Queue, trompe, tentacule, serpent…

Quand la reine Maya rêve qu’elle se fait pénétrer par un éléphant blanc (voir article précédent), je ne peux m’empêcher de penser à une histoire de trompe. Une trompe qui la pénètre… Le songe d’une énorme bite. J’ai tord. Ou, plutôt, je raisonne comme une Occidentale.

« Dovima with elephants » – 1955 – Richard Avedon – Source : rvrenard.wordpress.com

Quand la célèbre mannequin américaine Dovima (Dorothy Virginia Margaret Juba, 1927-1990) pose pour Richard Avedon (1923-2004) en août 1955 dans une robe dessinée par Yves Saint-Laurent pour Christian Dior devant deux éléphants du Cirque d’Hiver à Paris, on obtient une des photos de mode les plus connues dans le monde. Une des plus sensuelles aussi : La femme sophistiquée et fragile qui pose délicatement sa fine main blanche sur la trompe dressée de la grosse bête primitive, rugueuse et grise. La Belle et la Bête. La blanche Galatée et le brutal Polyphème (voir : « Adoration, le cas Daphné« ).

Inexistant en Europe mais bien connu en Asie, l’éléphant est un animal puissant et utile qui devient incontrôlable et dangereux quand il est pris d’un coup de folie.

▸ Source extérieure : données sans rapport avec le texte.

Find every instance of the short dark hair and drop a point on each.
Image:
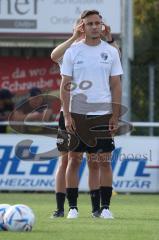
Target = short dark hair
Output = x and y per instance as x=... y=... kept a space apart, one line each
x=34 y=91
x=86 y=13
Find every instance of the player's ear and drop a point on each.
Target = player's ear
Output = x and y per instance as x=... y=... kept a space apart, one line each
x=82 y=27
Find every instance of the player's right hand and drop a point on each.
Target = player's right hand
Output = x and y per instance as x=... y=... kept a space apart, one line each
x=69 y=123
x=78 y=30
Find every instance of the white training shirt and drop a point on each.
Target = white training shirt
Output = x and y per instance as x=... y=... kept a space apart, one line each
x=90 y=68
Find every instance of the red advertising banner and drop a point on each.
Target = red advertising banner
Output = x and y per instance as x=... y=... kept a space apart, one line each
x=19 y=74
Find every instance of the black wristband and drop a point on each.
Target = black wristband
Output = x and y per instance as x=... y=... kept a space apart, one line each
x=111 y=41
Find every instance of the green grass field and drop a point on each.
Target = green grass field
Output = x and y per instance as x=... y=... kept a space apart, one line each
x=136 y=218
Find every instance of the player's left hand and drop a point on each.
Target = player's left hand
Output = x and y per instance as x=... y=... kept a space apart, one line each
x=106 y=32
x=113 y=125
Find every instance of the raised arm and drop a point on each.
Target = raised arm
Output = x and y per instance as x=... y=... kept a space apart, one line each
x=59 y=51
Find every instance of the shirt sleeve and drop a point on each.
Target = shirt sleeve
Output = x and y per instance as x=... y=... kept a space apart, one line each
x=116 y=68
x=67 y=65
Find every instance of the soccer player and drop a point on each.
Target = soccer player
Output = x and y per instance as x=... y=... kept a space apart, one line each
x=97 y=63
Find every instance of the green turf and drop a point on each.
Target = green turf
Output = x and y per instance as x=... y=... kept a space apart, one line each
x=136 y=218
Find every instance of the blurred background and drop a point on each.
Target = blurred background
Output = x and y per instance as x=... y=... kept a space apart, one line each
x=29 y=31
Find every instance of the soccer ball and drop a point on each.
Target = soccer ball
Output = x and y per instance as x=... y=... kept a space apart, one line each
x=19 y=217
x=3 y=209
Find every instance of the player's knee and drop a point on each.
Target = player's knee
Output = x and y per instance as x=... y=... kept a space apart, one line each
x=93 y=165
x=106 y=165
x=74 y=162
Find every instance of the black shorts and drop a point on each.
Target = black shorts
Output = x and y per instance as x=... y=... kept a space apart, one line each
x=91 y=134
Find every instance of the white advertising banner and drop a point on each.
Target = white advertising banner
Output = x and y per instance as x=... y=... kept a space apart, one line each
x=54 y=16
x=135 y=164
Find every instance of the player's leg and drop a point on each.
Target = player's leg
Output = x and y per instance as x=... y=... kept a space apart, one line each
x=60 y=185
x=72 y=180
x=105 y=183
x=94 y=183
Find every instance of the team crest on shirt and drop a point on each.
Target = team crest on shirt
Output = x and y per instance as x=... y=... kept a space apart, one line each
x=104 y=56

Pas l’éléphant blanc. Celui-ci ne connaît pas la folie. Il symbolise la puissance maîtrisée et, pour cela, il est infiniment respecté en Asie. Ce n’est donc pas la trompe de l’éléphant qui intéresse la reine Maya mais sa couleur. Elle sera fécondée par un être puissant qui a appris à maîtriser sa force : l’éléphant blanc.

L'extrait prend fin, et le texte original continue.